Physically Explainable Deep Learning for Convective Initiation Nowcasting Using GOES-16 Satellite Observations

Abstract

Convective initiation (CI) nowcasting remains a challenging problem for both numerical weather prediction models and existing nowcasting algorithms. In this study, an object-based probabilistic deep learning model is developed to predict CI based on multichannel infrared GOES-16 satellite observations. The data come from patches surrounding potential CI events identified in Multi-Radar Multi-Sensor Doppler weather radar products over the Great Plains region from June and July 2020 and June 2021. An objective radar-based approach is used to identify these events. The deep learning model significantly outperforms the classical logistic model at lead times up to 1 hour, especially on the false alarm ratio.

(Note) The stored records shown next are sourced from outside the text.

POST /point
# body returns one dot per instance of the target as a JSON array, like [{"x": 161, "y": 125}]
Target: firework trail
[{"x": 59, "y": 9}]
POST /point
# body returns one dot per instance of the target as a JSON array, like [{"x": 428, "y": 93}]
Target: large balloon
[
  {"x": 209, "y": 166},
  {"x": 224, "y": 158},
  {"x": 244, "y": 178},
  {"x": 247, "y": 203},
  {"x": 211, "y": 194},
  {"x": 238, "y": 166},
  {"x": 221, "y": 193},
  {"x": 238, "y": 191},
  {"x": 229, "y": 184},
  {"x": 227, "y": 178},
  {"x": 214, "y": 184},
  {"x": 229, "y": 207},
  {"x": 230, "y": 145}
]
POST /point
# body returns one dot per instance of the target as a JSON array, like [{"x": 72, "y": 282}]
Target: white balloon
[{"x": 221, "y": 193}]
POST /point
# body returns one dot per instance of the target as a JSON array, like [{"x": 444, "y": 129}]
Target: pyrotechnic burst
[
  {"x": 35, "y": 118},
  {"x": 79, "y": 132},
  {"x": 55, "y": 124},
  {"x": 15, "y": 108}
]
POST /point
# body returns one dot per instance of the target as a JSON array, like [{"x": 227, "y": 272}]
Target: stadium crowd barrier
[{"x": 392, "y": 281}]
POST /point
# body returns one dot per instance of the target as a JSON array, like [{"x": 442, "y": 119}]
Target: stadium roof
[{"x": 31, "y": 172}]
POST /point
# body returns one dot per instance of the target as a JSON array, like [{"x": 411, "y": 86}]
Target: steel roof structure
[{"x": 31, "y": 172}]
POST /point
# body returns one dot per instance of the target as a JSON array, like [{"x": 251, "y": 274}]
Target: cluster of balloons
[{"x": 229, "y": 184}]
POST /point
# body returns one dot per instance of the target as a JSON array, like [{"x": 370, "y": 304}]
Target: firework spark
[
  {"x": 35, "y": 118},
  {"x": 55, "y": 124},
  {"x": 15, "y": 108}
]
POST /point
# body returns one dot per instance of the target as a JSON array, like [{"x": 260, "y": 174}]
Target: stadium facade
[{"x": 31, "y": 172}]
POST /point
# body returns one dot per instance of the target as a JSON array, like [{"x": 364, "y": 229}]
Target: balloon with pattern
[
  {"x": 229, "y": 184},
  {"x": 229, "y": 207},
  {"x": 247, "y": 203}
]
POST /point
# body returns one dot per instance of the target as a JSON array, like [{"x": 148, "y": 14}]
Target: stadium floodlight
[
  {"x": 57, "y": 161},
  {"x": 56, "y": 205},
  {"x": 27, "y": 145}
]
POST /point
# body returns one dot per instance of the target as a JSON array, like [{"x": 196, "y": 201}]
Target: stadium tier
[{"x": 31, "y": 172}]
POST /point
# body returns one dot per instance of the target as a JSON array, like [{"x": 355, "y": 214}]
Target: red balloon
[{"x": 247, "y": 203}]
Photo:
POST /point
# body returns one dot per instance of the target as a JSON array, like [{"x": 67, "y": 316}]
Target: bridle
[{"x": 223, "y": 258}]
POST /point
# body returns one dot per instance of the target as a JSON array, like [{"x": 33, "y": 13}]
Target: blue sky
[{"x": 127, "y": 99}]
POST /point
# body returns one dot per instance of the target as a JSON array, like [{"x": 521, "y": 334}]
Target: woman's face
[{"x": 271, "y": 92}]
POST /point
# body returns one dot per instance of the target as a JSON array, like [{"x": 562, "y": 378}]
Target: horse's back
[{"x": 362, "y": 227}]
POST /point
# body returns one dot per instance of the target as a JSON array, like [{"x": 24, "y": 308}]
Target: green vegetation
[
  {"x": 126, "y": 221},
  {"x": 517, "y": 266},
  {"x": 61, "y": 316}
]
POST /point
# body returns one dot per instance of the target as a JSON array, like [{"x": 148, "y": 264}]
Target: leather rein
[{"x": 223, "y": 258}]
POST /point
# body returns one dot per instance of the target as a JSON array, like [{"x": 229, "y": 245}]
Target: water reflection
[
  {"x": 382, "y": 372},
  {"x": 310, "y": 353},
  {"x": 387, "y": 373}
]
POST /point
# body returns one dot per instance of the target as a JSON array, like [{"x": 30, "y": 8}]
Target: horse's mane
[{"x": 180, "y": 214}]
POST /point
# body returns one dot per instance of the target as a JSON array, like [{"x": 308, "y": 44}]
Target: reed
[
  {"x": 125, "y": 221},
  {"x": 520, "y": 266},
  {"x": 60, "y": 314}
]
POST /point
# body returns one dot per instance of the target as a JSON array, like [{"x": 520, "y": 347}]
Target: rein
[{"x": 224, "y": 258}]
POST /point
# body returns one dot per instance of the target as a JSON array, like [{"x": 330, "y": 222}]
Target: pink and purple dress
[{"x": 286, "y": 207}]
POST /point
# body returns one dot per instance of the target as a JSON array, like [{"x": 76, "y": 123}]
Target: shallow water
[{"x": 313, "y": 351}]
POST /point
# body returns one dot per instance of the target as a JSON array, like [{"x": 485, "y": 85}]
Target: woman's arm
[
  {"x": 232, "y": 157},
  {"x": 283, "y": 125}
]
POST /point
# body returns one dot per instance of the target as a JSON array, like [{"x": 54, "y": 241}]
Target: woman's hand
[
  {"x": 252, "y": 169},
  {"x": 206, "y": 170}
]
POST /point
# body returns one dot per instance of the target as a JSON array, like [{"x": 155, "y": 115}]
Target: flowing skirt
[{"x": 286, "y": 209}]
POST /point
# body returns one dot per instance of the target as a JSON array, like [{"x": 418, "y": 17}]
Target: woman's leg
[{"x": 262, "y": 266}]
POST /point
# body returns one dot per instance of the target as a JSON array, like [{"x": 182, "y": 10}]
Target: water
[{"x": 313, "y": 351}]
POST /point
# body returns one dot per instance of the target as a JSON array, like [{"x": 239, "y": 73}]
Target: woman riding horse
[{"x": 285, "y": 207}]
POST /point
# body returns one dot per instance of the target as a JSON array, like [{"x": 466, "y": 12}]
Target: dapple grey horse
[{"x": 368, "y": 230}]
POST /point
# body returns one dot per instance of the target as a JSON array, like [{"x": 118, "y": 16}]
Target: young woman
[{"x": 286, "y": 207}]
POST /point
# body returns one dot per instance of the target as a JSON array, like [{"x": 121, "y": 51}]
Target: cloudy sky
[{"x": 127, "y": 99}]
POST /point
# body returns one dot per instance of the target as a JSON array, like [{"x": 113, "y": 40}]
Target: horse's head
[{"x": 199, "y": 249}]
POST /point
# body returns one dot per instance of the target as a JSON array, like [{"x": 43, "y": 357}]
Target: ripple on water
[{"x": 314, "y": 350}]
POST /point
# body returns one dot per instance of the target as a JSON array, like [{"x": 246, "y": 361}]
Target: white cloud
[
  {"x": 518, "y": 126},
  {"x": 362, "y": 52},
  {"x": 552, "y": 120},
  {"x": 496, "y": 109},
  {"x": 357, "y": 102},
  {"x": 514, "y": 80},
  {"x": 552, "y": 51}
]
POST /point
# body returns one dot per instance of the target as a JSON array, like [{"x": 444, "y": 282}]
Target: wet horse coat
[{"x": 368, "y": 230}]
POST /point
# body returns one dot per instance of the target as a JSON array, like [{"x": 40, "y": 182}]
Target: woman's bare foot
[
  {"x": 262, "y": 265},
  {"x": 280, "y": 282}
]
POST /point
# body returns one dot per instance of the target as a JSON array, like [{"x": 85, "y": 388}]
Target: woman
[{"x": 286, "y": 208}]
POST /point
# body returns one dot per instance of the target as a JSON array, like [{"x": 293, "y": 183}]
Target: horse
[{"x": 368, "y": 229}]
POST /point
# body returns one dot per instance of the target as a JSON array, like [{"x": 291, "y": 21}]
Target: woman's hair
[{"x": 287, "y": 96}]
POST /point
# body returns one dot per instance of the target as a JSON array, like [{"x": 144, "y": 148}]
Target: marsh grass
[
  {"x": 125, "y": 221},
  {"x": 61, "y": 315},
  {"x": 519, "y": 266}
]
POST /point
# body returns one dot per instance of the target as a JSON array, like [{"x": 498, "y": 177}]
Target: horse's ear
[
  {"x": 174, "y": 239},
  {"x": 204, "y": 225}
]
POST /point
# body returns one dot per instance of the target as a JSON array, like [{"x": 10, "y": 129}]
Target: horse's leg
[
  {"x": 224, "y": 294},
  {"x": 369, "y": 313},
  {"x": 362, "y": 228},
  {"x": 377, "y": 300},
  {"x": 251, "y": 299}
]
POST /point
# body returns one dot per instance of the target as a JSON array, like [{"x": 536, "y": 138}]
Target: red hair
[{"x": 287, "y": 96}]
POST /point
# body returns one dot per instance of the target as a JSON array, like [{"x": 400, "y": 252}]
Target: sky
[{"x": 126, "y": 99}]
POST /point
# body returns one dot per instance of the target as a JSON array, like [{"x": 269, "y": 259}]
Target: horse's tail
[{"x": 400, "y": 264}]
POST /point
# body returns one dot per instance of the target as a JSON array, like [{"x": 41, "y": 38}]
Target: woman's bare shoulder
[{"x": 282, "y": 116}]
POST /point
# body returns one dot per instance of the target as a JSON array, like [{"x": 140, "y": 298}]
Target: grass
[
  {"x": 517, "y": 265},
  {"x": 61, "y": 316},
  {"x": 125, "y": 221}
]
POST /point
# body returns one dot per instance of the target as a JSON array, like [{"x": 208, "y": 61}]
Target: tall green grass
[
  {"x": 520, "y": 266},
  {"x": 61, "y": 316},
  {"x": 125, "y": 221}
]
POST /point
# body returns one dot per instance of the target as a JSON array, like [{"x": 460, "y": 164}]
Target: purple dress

Through case studies, the deep learning model exhibits dependence on the characteristics of clouds and moisture at multiple altitudes. Model explanation further reveals that the contribution of features to model predictions is significantly dependent on the baseline, a reference point against which the prediction is compared. Under a moist baseline, moisture gradients in the lower and middle troposphere contribute most to correct CI forecasts. In contrast, under clear-sky baselines, correct CI forecasts are dominated by cloud-top features, including cloud-top glaciation, height, and cloud coverage. Our study demonstrates the advantage of using different baselines in further understanding model behavior and gaining scientific insights.